Но инстинкт... уже велел ему встать. Инстинкт — властный одноразовый звонок. Встать и идти… Петр Петрович выскочил — и буквально сразу, едва шагнув за порог, увидел фары наезжающей “шестерки”.
— Я — это сон! Это сон! — крикнул он женщине еще раз винящимся шепотом. Он подсказывал ей.
А машина у ворот… Могли совпасть. Могло быть скверно — ей скверно!.. Старый Алабин, странным образом, о себе сейчас не думал.
Он вышел, но он не ушел… Не поспешил. Обеспокоенный за женщину, он стоял под окнами, ожидая неизвестно чего — быть может, хорошего разрешения ситуации. Старый мудак! Уноси ноги! — машинально повторял он себе, однако и не подумал сдвинуться с места. Мол, вдруг женщина не смолчит, не выдержит… С таким трепетом в лице!
Ночь… Он так и стоял у их раскрытого окна.
И слышал. Конечно, опять ее слезы. Теперь уже с громким взрывом обиды и боли… Рыдания… Но, кажется, все-таки без слов.
— Ты что? Что?.. Соскучилась? — спрашивал муж. Вспомнил наконец о женке! Вспомнил, сколько ночей томилась одна…
Нет, ничуть он не вспомнил!.. Не побаловал даже… Красавчик! Он взял какие-то бумаги. Бумажонки эти побросал на заднее сиденье машины и — за руль. Прощай, милая… Надо быть в городе рано-рано утром. Работа! Москва — город серьезный.
Петр Петрович так и не успел уйти.
Где-то в небе прошумел самолет. И тут же ее муж, ее Антон, словно бы торопясь за ночным пилотом, врубил мотор. Фары вспыхнули… Уехал.
Петр Петрович застыл у окна. За отцветшей давно сиренью… В лунном свете… А Аня там внутри… Всхлипывала.
Высокая-высокая луна… Видела и перевидела женских слез. Над кустившимся у забора орешником луна медлила. Но вот уже круто полезла в небо — висела величаво, твердо… Знала, что слезы высохнут. Что печаль пройдет.
А гримаска обиды?
Старик все еще удерживал ее в своих глазах — унес с собой. Эту трепетную, полудетскую гримаску страдания.
Уже лихой ее муж выруливал на шоссе… Далеко… Вот молодец! Раз, два, — и забыл свою женку.

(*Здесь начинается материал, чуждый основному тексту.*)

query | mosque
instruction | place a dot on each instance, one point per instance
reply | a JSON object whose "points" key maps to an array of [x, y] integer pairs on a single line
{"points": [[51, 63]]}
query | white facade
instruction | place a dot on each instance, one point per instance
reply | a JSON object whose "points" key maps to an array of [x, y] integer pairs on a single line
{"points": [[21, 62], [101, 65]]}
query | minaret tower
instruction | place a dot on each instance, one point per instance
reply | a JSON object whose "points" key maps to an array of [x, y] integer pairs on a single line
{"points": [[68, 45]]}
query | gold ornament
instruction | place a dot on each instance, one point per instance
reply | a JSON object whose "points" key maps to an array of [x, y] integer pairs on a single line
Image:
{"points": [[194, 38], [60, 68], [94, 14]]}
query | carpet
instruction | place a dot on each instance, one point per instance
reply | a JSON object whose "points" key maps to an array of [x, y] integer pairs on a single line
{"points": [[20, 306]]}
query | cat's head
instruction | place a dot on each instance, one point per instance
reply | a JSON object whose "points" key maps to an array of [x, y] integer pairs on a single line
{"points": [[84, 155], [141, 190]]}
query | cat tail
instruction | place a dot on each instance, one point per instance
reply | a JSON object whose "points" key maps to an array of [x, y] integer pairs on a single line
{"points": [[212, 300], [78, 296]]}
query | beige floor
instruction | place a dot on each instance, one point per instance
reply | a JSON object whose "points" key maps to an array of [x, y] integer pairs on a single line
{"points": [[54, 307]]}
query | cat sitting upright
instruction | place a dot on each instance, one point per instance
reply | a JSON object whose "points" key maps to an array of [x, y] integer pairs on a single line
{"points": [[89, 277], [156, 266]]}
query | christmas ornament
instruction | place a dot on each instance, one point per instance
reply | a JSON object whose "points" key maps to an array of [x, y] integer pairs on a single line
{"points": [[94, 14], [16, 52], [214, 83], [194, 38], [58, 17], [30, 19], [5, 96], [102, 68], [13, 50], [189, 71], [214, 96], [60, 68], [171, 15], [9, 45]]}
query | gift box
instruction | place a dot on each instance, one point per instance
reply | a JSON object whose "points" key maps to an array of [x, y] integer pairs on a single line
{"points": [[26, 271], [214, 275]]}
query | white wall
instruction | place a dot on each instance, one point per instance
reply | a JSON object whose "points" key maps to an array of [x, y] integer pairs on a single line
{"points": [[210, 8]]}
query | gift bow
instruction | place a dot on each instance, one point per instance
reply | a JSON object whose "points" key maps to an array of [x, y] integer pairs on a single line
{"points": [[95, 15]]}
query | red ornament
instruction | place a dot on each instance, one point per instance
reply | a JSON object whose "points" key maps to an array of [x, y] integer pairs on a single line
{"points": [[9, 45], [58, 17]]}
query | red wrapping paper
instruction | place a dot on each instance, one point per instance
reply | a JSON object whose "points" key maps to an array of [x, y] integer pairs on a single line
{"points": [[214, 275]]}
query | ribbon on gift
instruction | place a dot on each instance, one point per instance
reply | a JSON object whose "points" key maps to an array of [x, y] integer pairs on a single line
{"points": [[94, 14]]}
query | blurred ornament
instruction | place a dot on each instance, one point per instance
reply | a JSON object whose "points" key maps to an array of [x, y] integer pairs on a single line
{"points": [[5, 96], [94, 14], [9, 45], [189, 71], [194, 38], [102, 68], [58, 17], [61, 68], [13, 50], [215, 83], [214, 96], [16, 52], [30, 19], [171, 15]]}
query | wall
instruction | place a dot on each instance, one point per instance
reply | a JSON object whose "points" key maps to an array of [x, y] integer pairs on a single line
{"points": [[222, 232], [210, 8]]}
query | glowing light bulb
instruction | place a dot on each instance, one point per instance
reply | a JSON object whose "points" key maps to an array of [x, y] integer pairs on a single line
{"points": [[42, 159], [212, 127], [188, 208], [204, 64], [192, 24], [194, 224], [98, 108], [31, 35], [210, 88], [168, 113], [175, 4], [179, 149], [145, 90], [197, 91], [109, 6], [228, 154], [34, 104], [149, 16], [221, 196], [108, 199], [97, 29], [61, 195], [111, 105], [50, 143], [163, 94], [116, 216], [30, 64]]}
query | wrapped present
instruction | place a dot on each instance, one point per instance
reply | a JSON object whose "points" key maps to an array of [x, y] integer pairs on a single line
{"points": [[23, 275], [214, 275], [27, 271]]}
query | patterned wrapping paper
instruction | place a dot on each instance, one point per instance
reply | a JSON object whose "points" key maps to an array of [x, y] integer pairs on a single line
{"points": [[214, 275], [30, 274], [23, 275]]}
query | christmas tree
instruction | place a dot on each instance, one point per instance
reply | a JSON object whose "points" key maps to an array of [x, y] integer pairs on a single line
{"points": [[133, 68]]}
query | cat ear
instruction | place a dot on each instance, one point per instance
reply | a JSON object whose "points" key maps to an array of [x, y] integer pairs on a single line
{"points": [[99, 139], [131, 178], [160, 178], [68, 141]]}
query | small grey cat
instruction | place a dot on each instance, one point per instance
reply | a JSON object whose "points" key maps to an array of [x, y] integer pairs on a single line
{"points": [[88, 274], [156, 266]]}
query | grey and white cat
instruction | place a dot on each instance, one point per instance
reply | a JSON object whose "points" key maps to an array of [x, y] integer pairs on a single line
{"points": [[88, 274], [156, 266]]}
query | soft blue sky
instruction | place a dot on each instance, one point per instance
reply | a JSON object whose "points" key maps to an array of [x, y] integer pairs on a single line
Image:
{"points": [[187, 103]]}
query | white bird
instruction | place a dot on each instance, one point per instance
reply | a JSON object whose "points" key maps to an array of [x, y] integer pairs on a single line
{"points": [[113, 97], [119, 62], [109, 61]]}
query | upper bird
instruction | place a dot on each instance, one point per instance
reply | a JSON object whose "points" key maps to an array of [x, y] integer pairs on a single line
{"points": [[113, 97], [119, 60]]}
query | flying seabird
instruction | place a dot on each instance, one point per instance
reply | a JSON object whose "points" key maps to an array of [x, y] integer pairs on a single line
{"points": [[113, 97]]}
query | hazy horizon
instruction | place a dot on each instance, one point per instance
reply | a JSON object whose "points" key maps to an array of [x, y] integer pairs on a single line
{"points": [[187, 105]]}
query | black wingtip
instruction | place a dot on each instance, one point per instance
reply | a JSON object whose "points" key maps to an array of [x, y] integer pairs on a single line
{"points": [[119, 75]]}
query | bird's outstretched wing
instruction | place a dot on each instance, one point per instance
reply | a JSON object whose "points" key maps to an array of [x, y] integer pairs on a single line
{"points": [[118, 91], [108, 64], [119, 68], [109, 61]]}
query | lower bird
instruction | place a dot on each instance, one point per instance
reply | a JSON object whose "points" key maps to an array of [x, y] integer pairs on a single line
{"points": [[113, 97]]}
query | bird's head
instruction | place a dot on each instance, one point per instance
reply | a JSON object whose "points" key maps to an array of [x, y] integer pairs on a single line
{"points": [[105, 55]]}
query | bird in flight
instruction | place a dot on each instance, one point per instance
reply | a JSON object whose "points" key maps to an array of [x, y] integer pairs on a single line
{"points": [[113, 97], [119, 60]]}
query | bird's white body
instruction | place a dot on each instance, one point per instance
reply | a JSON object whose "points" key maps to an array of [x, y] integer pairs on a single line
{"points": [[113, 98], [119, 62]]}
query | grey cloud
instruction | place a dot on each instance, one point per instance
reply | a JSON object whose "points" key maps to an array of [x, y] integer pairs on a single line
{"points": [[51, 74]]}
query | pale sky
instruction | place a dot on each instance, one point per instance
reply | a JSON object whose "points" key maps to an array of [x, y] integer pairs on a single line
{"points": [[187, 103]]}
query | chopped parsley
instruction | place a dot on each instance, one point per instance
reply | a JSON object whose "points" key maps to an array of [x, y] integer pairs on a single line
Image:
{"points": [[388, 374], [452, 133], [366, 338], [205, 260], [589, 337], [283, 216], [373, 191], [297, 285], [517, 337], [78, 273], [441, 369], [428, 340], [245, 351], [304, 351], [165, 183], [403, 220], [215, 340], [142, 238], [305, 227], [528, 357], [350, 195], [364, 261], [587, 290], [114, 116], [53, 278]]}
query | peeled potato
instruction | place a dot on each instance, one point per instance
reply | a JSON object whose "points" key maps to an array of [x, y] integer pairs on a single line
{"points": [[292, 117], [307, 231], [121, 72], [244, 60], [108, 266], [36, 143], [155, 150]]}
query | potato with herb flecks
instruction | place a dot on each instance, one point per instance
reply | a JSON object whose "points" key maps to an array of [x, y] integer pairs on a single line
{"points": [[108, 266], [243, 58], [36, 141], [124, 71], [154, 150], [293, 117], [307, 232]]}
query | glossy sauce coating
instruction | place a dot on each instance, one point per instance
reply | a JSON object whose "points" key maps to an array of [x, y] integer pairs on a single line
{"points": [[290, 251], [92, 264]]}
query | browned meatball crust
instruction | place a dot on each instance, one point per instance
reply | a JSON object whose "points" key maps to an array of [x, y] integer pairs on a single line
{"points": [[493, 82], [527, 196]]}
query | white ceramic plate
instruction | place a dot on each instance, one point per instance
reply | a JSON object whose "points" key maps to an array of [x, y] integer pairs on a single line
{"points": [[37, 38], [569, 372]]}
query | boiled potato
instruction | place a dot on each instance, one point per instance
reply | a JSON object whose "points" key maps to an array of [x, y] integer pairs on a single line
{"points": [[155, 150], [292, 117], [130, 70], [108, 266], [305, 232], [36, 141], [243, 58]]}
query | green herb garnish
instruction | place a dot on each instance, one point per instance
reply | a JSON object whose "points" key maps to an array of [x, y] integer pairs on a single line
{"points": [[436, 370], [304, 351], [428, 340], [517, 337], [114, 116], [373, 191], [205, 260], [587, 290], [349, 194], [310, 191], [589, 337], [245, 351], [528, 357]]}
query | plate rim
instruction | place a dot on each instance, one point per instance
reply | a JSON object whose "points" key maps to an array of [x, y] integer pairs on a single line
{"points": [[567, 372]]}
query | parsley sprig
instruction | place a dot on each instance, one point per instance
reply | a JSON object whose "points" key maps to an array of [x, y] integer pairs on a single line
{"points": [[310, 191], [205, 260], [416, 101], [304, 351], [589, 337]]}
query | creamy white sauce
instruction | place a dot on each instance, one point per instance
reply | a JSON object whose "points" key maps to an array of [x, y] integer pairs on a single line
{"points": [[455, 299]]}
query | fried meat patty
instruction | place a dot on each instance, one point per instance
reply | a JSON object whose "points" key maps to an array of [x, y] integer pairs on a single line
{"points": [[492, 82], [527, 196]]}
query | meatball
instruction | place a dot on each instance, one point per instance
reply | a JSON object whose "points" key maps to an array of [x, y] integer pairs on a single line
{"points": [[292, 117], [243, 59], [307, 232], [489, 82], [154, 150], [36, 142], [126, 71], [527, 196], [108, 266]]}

Какие там слезки-гримаски!.. А вот старый мудак Алабин так и застыл на дороге. Стоял, едва отойдя от ее окон.
Старик, к стыду своему, все же вновь не утерпел, не удержал себя — вернулся… Глупо, конечно. Едва вошел торопливым шагом в ее спальню... Ее голос тут же:
— Зачем вы?.. Зачем вы опять? — И так слышно, так больно дрогнул этот ломкий голос.
В темноте…
— Уходите. Уходите! — повторяла Аня.
Она не повысила голос. Не угрожала ничуть... Просто повторяла. Но ему этой простоты хватило.
Он ушел.
Выйдя вновь на дорогу, старикан бессмысленно стоял, задрав голову к небу. И от нечего делать бормотал луне всякие разные слова, вроде как он никто, один из миллионов живущих, его жизнь коротка, его позывные Петр Петрович Алабин и он, мол, знает свое скромное место… И еще он, мол, знает, что все пройдет. Что ни этих миллионов, ни его самого, ни Ани… ни ее женских слез… Все нынешнее на хер исчезнет… Никого!.. А ты, высокая-высокая, будешь сиять.
Старый Алабин вернулся наконец к себе домой, а там, как оказалось, спал нагрянувший из Москвы Олежка. Внучатый племянник. Молодой Алабин!.. Это уж как обычно! Приехал подышать воздухом… Уже спал... Было, пожалуй, три ночи.
И когда старикан невольно его разбудил, Олежка сердито ворчнул:
— Неужели опять женщина?.. Дядя, вас пора кастрировать.
Алабин промолчал. Он не обижается. Он старый.
— Ну кто? Кто?.. Кто может вас, дядя, хотеть?! — пробрасывая вопросы один за одним, Олежка, конечно, подсмеивался… Но еще и любопытствовал.
А старый Алабин, конечно, затаился — и не подумал назвать имя.
Только сказал:
— Красивая.
Но это слово как раз и взорвало племянника. Похоже, и сон прошел. Взревновал… Он-то здесь спит такой молодой! Молодой и сильный, он весь вечер просидел, глуша в одиночестве поселковский портвейн. Да так и уснул! А старый шизоидный дядя возвращается с ночной свиданки! И еще сообщает: “Краси-иии-ивая!..”
Небрежно (и провокационно) он фыркал:
— Какая там красивая?! Еще чего!.. В чем ее красота?.. Ну кто? Кто? Что за уродина?